Потом на миг застыл, с грустью осознав: боши вот уже четыре года как пытаются его прикончить и у них ничего не вышло, а французскому офицеру это почти удалось.
Черт возьми!
Альбер присел и открыл вещмешок. Вытряхнул все, поставил фляжку между ног; надо накрыть плащом скользкую стену воронки, воткнуть в землю все, что подвернется под руку, чтобы создать опору; он обернулся и в этот самый момент услышал, как в нескольких десятках метров от него взорвался снаряд. В тревоге он задрал голову. На протяжении четырех лет он научился отличать семидесятипятимиллиметровые снаряды от девяностопятимиллиметровых, стопятимиллиметровые от стодвадцати… Насчет этого он не мог решить. Должно быть, оттого, что он находился на дне воронки или же из-за расстояния, звук взрыва был странным, он показался незнакомым – прозвучал глуше и одновременно мягче, чем другие, сдавленный рокочущий звук ввинтился в землю сверхмощным буром. В мозгу Альбера успело мелькнуть недоумение. Взрыв неимоверно сильный. Земля в сокрушительной конвульсии всколыхнулась со страшным мрачным гулом, а затем взмыла ввысь. Вулкан. Пошатнувшись от подземного толчка, Альбер удивленно посмотрел наверх, так как вокруг все разом померкло. И тут он увидел, почти в замедленном движении, как небо в десятке метров над головой заслоняет гигантская волна бурой земли, ее зыбкий извилистый гребень склоняется в его сторону и начинает ниспадать, стремясь окатить его. Неминуемому падению волны предшествовал светлый, почти лениво замедленный град щебенки, комков земли и всяческих осколков. Альбер свернулся клубком и задержал дыхание. Это было совсем не то, что следовало делать, нужно, напротив, вытянуться во весь рост, спросите любого покойника, которого засыпало. В течение двух-трех застывших секунд Альбер глядит на земляную завесу, которая плывет по небу, будто гадая, где и в какой момент ей обрушиться.

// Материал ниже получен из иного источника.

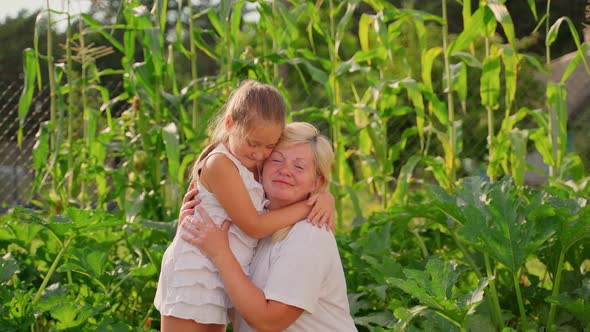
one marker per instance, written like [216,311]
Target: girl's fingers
[312,199]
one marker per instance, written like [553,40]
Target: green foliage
[83,270]
[382,83]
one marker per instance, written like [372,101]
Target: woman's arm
[260,313]
[222,178]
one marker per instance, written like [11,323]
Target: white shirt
[303,270]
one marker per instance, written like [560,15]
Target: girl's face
[254,147]
[289,175]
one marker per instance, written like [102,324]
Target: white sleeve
[298,268]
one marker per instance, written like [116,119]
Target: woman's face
[289,175]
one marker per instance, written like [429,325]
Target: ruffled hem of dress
[198,313]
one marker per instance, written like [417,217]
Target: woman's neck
[277,204]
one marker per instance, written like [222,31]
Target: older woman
[297,281]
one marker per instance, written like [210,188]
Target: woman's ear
[317,183]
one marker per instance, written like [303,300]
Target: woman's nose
[284,170]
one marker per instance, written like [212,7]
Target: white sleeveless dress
[189,285]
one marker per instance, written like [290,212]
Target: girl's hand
[323,209]
[188,203]
[206,236]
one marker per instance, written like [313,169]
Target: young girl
[190,294]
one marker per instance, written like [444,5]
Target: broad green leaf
[216,22]
[427,61]
[459,82]
[94,24]
[439,108]
[405,316]
[203,46]
[543,145]
[503,17]
[533,7]
[573,64]
[437,167]
[510,230]
[236,19]
[415,96]
[471,30]
[160,11]
[466,12]
[435,288]
[556,102]
[26,97]
[92,262]
[8,268]
[342,27]
[578,305]
[518,141]
[554,30]
[575,228]
[468,59]
[490,82]
[511,61]
[171,141]
[403,181]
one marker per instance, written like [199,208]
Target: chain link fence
[16,171]
[16,163]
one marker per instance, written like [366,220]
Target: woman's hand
[188,203]
[323,209]
[206,236]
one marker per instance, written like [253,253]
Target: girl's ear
[229,121]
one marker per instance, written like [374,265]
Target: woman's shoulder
[305,231]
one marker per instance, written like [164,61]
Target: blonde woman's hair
[248,105]
[323,156]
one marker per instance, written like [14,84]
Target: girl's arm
[260,313]
[221,177]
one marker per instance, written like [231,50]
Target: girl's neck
[277,204]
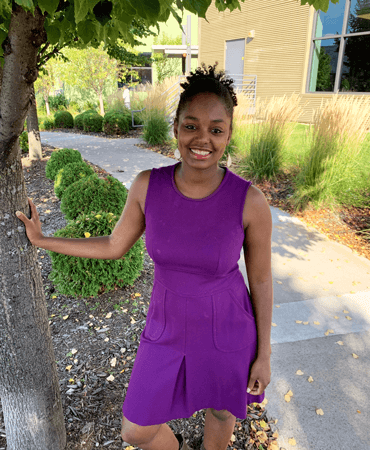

Еще миг – и это покрывало рухнет и накроет его.
Вообще, Альбер, представьте себе, напоминал портрет работы Тинторетто. Болезненно заостренные черты, чересчур четко прорисованные губы, выступающий подбородок, под глазами широкие круги, которые подчеркивали выгнутые дугой очень темные брови. Но в этот миг, со взглядом, устремленным в небо, где он видит надвигающуюся смерть, он скорее походил на святого Себастьяна. Лицо его резко осунулось, наморщилось от боли и страха, вроде как мольбы, тем более бесполезной, что Альбер в жизни ни во что не верил, а с его нынешней невезухой вряд ли поверит. Даже если бы у него оставалось время.
Покрывало опустилось на него с чудовищным треском. Вы думаете, Альбер помрет и на этом все? Но вышло куда хуже. Сначала на него градом падали камни и щебенка, потом обрушилась земля, накрывая его все плотнее. Тело Альбера прижало к земле.
По мере того как слой земли над ним нарастал, его обездвиженное тело сдавливало, спрессовывало.
Свет померк.
Все остановилось.
В мире установился новый порядок, в нем больше не было Сесиль.
Альбера, перед тем как его охватила паника, первым делом поразило то, что шум войны стих как отрезало. Мир внезапно заткнулся, будто Господь дал свисток, что наступил конец света. Конечно, если бы Альбер слегка поразмыслил, он бы понял, что ничего не остановилось и звуки до него доходят, только как сквозь фильтр, приглушенные той массой земли, что окружила его и накрыла, и оттого почти не слышны. Но пока что Альберу недосуг вслушиваться в шумы, чтобы понять, продолжается ли война, потому что для него она как раз на этом заканчивалась.